Precautions to be taken while consuming beta carotene
It is best to consult a doctor before taking beta-carotene supplements in individuals with the following conditions:
- Allergies – people who are allergic to this supplement or any medications as such, or to particular food, dyes, preservatives, or animals should inform their doctor about it.
- Pregnant or breastfeeding women – Beta-carotene supplements should only be consumed by pregnant or nursing women if prescribed by a physician. Studies on humans do not demonstrate its advantages for pregnant or nursing moms.
- Liver or kidney diseases – may result in elevated beta-carotene levels in the blood, which could increase the risk of adverse consequences.
- Smokers – Taking beta-carotene supplements could increase the chance of lung cancer in long term or past smokers.
- Alcoholics – Beta-carotene and alcohol may interact, raising the danger of liver damage.
Beta carotene Interactions with other medicines
The following medicines may interact with beta-carotene supplements:
- Statins – Statins like simvastatin and atorvastatin may be less effective when combined with antioxidants like beta-carotene, vitamin E, and C. People who use statins to decrease their cholesterol should see their doctor before taking beta-carotene supplements.
- Cholestyramine and Colestipol – Cholesterol-controlling drugs like cholestyramine or colestipol can lower beta-carotene levels in the blood.
- Orlistat (a weight loss drug) – may decrease beta-carotene absorption, resulting in reduced beta-carotene levels in the body.
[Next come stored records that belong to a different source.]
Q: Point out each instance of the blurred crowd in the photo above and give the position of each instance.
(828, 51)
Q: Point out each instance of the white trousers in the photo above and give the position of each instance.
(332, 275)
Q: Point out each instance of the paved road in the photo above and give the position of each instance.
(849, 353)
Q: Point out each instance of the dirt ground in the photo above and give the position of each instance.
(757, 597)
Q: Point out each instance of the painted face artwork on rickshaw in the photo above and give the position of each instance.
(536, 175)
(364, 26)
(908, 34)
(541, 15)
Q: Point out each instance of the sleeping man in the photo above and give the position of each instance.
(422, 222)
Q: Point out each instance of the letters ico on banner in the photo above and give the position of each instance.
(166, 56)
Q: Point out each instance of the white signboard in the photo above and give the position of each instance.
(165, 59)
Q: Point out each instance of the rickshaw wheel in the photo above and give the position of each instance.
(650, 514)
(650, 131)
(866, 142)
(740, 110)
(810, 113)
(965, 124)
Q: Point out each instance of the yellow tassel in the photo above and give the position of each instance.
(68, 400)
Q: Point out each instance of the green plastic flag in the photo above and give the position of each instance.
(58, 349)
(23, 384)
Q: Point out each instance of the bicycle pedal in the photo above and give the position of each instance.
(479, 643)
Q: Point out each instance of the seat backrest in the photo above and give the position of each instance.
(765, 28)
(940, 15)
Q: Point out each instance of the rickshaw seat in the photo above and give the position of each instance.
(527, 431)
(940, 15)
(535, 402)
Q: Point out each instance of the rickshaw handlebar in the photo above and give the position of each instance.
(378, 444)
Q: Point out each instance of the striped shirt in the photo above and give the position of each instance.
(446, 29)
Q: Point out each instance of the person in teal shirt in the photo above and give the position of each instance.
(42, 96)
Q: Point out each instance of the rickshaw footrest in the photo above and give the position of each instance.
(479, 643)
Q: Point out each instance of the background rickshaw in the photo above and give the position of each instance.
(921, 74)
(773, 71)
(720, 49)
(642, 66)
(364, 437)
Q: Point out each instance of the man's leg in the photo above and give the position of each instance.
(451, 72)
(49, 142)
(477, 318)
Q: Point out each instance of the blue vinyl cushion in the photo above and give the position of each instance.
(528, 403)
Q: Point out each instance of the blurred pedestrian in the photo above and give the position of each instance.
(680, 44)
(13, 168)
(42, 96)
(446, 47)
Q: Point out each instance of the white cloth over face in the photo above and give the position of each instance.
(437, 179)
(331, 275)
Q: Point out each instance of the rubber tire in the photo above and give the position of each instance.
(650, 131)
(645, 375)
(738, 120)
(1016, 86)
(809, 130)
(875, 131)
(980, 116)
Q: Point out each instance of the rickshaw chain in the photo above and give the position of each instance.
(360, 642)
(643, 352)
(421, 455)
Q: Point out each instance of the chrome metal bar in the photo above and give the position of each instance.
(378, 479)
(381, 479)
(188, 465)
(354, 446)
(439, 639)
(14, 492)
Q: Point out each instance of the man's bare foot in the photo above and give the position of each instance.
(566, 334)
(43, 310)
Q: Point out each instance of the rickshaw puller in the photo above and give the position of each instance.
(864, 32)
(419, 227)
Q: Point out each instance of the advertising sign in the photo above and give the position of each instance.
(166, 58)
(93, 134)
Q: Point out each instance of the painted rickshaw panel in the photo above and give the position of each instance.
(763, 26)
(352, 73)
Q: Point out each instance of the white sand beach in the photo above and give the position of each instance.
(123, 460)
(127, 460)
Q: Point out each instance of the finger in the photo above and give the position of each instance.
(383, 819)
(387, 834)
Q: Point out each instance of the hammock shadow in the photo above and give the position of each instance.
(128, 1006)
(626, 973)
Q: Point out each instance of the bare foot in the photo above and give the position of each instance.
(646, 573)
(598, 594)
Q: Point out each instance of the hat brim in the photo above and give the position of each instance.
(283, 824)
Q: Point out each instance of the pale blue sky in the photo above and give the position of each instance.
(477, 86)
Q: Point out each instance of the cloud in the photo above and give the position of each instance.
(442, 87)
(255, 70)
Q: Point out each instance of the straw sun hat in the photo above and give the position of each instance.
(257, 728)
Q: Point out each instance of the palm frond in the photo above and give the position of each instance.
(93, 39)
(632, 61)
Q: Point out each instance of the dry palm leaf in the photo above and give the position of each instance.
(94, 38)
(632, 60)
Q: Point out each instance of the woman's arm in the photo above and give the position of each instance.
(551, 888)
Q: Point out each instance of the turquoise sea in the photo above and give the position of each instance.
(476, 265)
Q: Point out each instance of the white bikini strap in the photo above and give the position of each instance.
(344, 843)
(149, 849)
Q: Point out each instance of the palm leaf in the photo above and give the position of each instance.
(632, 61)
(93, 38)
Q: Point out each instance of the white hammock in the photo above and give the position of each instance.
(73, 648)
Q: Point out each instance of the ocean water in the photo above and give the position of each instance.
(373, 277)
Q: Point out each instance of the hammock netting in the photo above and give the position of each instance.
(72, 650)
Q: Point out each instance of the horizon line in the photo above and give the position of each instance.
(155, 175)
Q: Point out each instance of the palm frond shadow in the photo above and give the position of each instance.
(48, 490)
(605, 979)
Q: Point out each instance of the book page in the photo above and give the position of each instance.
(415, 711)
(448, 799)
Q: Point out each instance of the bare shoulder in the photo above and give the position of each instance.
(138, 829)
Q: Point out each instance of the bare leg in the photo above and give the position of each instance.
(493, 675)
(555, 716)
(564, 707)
People taking Orlistat might want to consider taking a multivitamin. People should give a gap of at least two hours between these two medications to avoid interaction.
- Mineral oil – may cause beta-carotene levels in the blood to drop when taken to treat constipation.
People can increase their beta-carotene intake and gain additional advantages from antioxidants and other nutrients by consuming more vegetables and fruits. Supplemental beta carotene is generally risk-free; however, smokers and former smokers may be in danger from them. Beta-carotene is a crucial dietary component and an essential form of vitamin A. Before taking a supplement, always check with a doctor to ensure it’s a good fit and safe for overall health.